While Hans Snook was at the helm, Orange did brilliantly well. It was technogically proficient and gained a reputation for excellent customer relationship management. Indeed so powerful was the brand and so good the service that Orange soon made it into the important FTSE 100 Index. However, and as we all know, that happy state of affairs didn't long survive France Télécom's (FT) acquisition of the brand in 2000.

FT used the Orange brand liberally and plastered it all over all its other mobile comms businesses and divisions. Indeed France Télécom itself, the country's venerable incumbent operator, is now Orange S.A.

EE by gum

Back in Blighty, Orange UK merged with Deutsche Telekom's T-Mobile UK to become the 50:50 joint venture that is EE. With neither partner able to dominate the union and so and dictate policy or strategy to the other, disagreements became commonplace as the brand slipped in public perception and gained a reputation for abysmal customer care

Fast forward to today: 'Which?', the influential organisation, website and magazine that champions consumer matters, has been tracking the UK's mobile operators and surveying their customers for years and its latest report (published in the May 2014 edition) sub-headed "Why you should cut off these four mobile phone providers" states that Orange, Vodafone, EE and T-Mobile are "at rock bottom" as far as far as public perception of their services are concerned.

It adds, "None of the big providers managed more than a two-star rating on their contract deals... many of the big brands are actually getting worse. We have already highlighted the poor value-for-money ratings they receive. But that isn't the only customer complaint - none [of the big four] managed a good rating for the customer service they provide, while contract customers told us they often found them difficult to contact."
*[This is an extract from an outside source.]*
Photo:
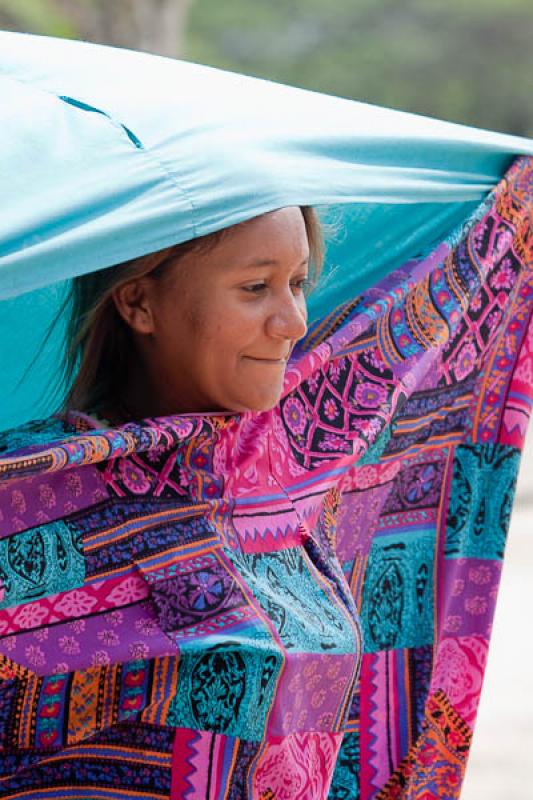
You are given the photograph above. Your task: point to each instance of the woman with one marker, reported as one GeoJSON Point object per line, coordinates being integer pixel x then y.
{"type": "Point", "coordinates": [191, 553]}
The critique continues, "These four phone giants may have millions of customers but our survey shows that many of them are unhappy with the service they receive. These companies' customer scores lag far behind those of smaller providers and our tracker shows that this isn't a new thing - Orange. Vodafone, T-Mobile and, latterly, EE, have consistently received lower satisfaction scores over the past five years. Most of us have phone deals with one of the big networks but you'll usually get much better service from a smaller brand".

Given that level of criticism and growing customer dissatisfaction it is scarecely surprising that FT has decided the Orange brand is to disappear from the UK.  Indeed Orange's High Street presence is already no more as the initials 'EE' now adorn the 600 tarted-up storefronts and now the online Orange is to go the way of the dodo.

Mind you, new(ish) though it may be, Orange/T-Mobile's latest iteration, EE, already has its work cut out to establish itself as a credible and caring service provider. New figures from UK company OpenSignal, which provides statistics on '4G' coverage in Britain, points out that "UK users have access to 4G services for just 53 per cent of the time". Meanwhile the "Which" report concludes that "while EE has the most extensive 4G network, only half its contract customers would recommend its services".